Moreover, defendant's alleged breach dealt with matters entirely within the State of Maryland; the property involved is in Maryland; the property owners with whom plaintiffs were dealing are in Maryland; and most, if not all of plaintiffs' witnesses are beyond the 100-mile subpoena reach of Federal Courts in Pennsylvania, and beyond the reach of process in Pennsylvania State courts. Defendant's Pennsylvania witnesses are its own employees. Plaintiffs would suffer more than inconvenience and additional expense in presenting their case in Pennsylvania; their ability to pursue their cause of action would probably be seriously impaired.
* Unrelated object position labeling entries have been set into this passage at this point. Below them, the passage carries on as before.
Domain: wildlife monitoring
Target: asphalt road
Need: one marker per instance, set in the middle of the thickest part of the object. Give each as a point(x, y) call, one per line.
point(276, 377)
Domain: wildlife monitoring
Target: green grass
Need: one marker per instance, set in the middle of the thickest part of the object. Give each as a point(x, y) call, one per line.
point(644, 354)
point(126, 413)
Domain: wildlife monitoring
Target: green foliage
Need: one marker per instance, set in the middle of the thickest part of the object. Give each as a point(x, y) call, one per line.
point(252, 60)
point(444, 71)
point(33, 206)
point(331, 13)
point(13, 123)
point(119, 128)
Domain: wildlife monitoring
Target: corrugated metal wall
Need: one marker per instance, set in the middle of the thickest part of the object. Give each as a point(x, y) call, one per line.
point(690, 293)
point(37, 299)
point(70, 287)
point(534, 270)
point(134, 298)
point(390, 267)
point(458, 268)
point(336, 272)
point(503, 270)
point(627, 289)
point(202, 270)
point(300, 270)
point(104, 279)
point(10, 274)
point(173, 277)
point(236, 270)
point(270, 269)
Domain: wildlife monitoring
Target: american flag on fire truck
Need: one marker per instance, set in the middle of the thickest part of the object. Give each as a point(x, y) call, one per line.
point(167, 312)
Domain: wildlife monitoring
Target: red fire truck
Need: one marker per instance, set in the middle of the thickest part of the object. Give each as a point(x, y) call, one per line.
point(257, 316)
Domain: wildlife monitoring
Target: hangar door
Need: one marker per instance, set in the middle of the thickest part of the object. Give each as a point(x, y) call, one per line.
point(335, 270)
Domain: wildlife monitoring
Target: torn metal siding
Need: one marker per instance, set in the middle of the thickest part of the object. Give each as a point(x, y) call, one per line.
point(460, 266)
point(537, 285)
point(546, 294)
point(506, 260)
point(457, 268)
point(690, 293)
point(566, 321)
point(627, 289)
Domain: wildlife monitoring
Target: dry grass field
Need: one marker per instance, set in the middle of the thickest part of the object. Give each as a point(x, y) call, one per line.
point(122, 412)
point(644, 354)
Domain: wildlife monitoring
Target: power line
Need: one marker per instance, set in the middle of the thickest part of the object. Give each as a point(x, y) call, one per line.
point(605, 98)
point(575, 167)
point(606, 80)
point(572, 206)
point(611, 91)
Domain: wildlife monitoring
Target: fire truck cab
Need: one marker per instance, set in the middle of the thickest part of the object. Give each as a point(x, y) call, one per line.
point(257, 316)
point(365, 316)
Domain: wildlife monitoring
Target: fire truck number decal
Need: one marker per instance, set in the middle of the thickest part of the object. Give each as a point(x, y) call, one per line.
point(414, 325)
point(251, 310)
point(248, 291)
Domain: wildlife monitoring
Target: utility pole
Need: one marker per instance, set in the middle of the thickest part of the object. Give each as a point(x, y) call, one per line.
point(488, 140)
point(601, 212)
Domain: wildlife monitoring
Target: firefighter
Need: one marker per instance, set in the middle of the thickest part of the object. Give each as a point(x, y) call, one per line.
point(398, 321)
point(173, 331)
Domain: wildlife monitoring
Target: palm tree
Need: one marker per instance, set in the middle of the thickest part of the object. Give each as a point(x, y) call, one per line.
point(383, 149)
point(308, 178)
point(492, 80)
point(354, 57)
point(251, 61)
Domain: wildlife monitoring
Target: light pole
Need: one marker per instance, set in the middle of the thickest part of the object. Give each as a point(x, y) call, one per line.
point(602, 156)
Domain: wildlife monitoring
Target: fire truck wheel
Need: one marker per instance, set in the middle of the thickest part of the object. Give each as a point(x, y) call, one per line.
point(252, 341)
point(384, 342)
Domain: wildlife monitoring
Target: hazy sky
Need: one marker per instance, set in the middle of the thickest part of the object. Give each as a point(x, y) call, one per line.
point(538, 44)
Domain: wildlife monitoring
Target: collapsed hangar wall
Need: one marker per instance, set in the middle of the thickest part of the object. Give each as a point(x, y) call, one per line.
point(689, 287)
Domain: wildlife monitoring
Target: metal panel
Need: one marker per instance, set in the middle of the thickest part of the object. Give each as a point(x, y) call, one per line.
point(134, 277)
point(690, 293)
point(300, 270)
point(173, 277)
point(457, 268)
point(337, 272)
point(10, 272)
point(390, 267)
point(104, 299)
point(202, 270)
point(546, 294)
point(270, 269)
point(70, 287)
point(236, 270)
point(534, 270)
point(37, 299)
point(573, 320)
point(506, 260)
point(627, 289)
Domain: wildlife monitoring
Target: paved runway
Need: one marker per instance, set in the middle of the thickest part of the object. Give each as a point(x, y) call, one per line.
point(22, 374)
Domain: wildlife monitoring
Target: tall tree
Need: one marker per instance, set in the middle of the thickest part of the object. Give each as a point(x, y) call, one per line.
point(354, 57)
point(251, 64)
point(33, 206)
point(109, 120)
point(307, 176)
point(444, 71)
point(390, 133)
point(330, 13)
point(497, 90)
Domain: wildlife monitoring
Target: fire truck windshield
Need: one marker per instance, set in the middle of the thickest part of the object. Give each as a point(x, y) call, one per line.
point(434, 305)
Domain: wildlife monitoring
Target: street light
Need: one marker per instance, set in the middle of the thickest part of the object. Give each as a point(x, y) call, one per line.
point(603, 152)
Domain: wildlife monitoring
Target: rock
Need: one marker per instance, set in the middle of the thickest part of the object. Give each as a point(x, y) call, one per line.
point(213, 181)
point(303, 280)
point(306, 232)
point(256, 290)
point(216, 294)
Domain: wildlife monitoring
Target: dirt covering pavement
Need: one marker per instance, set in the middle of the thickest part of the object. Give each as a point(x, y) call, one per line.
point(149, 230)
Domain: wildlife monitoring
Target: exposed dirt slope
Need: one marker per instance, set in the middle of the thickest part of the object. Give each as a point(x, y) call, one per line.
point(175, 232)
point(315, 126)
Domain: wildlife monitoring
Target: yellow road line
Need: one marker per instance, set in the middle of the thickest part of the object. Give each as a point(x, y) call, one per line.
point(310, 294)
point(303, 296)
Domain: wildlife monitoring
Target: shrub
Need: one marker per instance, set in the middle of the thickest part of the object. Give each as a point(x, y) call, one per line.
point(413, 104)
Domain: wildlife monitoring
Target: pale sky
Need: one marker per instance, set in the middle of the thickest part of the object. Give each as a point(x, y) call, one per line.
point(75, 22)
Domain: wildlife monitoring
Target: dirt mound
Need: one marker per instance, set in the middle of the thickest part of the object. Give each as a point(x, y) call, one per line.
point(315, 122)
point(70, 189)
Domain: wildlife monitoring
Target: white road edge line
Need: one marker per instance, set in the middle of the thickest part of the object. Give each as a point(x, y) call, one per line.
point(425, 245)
Under all the circumstances, the enforcement of paragraph 22 would be unreasonable.


A fortiori, the motion to transfer the case to the Eastern District of Pennsylvania should be denied.

* * * * * *

Defendant's motion to quash is hereby denied.

Defendant's two-pronged motion to dismiss or to transfer is hereby denied.


[1] It is therefore unnecessary to decide whether defendant agreed to supply services in Maryland within the meaning of Maryland Code, Art. 75, § 96(a) (2). Defendant's affidavit denies that it did so agree and plaintiffs have not filed a counter affidavit in view of their motion to strike based on defendant's failure to comply with Rule 12(g). If plaintiffs' motion to strike had been denied, a hearing on the facts would have been necessary to decide the question.